Spring is a time of new beginnings, growth, hope. It’s also the time of year to clean out the garage and closets, discard what’s broken or obsolete. I have a love-hate relationship with Spring cleaning. Cleaning isn’t exactly at the top of my list of weekend fun. But I do get immense satisfaction from clearing out the clutter, reclaiming my closets, airing out and freshening up. The result is a much more enjoyable place to live.
An emotional Spring cleaning can do the same for your mental health.
When’s the last time you cleaned out your emotional life?
Things have a way of piling up in your emotional life as well. Sometimes you don’t even notice your feelings. Other times you’re too busy or overwhelmed to deal with them. Instead you stuff them in the “closet” like an old jacket, hoping it will just disappear. But emotions only get bigger the longer we try to deny them. The only way to rid yourself of these negative feelings is to let them out of that dark closet and face them head on. You may have learned that certain emotions, such as anger or jealousy, are “bad,” and “good” people don’t feel these feelings.

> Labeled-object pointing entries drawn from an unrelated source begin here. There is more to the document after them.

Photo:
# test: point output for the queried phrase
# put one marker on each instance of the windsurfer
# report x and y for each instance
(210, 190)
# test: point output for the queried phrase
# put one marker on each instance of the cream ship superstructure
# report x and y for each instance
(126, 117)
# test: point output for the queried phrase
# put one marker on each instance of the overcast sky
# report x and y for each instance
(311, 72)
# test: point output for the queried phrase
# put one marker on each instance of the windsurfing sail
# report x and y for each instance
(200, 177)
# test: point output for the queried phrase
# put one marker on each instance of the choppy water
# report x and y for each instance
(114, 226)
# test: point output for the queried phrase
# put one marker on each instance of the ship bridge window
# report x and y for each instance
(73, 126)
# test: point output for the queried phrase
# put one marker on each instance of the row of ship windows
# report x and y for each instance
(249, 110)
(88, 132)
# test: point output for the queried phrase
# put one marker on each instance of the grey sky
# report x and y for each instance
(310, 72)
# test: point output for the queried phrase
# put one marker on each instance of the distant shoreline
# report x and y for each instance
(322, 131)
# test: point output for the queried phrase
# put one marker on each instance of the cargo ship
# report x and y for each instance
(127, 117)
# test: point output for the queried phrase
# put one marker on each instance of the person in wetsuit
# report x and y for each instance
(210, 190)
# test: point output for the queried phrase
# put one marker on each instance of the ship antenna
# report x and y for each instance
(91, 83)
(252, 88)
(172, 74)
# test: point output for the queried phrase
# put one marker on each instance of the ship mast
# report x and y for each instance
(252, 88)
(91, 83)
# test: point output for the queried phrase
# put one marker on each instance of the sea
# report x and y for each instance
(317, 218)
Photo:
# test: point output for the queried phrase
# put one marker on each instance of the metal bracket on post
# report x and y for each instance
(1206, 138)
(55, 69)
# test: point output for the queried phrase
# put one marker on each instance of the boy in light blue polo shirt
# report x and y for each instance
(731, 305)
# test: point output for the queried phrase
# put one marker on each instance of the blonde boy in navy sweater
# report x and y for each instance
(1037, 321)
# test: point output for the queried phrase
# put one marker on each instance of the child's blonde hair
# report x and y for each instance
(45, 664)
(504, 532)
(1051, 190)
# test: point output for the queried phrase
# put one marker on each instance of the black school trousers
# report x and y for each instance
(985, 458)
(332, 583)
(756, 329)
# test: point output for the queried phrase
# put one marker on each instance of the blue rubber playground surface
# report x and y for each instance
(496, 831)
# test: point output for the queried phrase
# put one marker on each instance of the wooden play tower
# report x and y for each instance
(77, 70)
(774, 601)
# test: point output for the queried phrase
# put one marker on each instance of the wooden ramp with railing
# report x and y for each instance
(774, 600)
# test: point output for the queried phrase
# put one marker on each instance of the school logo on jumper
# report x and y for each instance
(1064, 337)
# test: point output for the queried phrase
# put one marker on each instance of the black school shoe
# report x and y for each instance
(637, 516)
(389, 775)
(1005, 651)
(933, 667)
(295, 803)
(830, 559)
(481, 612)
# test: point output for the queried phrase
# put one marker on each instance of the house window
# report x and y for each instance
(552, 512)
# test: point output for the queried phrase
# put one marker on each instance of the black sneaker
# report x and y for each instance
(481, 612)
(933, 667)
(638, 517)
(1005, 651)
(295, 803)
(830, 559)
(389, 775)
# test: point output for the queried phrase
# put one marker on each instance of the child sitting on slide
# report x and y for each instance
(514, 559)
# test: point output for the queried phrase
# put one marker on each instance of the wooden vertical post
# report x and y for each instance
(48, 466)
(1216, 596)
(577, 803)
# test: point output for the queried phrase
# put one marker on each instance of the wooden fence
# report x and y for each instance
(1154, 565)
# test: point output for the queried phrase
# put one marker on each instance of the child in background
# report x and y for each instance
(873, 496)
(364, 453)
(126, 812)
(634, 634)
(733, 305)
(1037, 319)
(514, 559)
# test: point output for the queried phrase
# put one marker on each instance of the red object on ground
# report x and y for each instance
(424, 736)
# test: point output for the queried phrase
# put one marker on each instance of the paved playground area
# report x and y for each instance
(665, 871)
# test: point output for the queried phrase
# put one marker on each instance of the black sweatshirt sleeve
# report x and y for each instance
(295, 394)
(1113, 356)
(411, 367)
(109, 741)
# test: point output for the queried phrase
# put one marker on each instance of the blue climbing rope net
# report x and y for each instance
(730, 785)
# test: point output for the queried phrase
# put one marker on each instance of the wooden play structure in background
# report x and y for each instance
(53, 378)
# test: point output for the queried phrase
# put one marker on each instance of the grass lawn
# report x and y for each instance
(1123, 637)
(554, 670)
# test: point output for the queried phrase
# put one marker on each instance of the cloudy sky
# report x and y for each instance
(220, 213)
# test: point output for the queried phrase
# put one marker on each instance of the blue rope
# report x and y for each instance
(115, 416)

But we all feel anger, jealousy, hatred, sadness, and lust. You need to allow these feelings back into your consciousness so you can free yourself from them.
Periodically you need to sort through the negative emotions, relationships that aren’t supportive, attitudes that bog you down, and fears that hold you back. Spring is the perfect time to tackle some of these projects. The weather is nice. There are more hours of daylight. We often feel more energized and motivated this time of year.
You can reorder your priorities, revisit your New Year’s resolutions and intentions. It’s time to take stock of what’s working and what’s not working with regards to your emotional well-being.
Just like cleaning your house, you’re going to sort your emotional health into three piles: Things to get rid of. Things to keep. Things that you need, but don’t have.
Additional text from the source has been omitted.